Anton Makarenko (born March 1 [March 13, New Style], 1888, Belopolye, Ukraine, Russian Empire [now Bilopillya, Ukraine]—died April 1, 1939, Moscow, Russia, U.S.S.R.) was a teacher and social worker who was the most-influential educational theorist in the Soviet Union.
Makarenko studied at the Poltava Pedagogical Institute and graduated in 1917 with honours. In the 1920s he organized the Gorky Colony, a rehabilitation settlement for children who had been made homeless by the Russian Revolution and who roamed the countryside in criminal gangs. In 1931 he was appointed head of the Dzerzhinsky Commune, a penal institution for young offenders.
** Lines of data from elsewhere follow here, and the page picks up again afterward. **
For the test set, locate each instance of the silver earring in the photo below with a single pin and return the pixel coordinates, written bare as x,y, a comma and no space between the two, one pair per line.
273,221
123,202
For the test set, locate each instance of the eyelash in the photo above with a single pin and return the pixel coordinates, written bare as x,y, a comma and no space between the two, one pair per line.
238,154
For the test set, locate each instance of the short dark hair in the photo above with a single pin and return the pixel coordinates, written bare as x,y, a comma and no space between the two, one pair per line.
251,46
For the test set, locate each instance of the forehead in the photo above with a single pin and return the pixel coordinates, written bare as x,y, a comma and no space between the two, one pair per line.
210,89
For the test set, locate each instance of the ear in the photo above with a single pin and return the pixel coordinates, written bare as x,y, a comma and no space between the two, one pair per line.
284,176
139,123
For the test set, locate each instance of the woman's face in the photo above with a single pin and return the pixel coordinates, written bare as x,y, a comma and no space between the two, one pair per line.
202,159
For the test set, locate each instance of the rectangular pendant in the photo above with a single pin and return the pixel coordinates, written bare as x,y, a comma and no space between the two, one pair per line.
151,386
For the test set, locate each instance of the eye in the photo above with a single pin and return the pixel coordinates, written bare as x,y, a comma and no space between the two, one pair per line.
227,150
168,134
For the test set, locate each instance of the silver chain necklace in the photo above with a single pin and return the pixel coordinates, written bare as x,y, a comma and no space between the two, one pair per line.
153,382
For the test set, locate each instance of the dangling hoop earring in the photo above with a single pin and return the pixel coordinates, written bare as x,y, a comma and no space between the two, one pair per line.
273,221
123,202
Makarenko wrote several books on education. His most-popular work, Pedagogicheskaya poema (1933–35; “Pedagogical Poem”; Eng. trans. The Road to Life; or, Epic of Education), recounts his educational work at Gorky Colony. Kniga dlya roditeley (1937; A Book for Parents) and Flagi na bashnyakh (1939; “Flags on the Battlements”; Eng. trans. Learning to Live) explore the theory of collective education. Makarenko regarded work as basic to intellectual and moral development: all children should be assigned tasks requiring labour and should be given positions of responsibility in order to learn the limitations of their individual rights and privileges. Thus, his first principle of socialist upbringing was: “The maximum possible demands with the maximum possible respect.”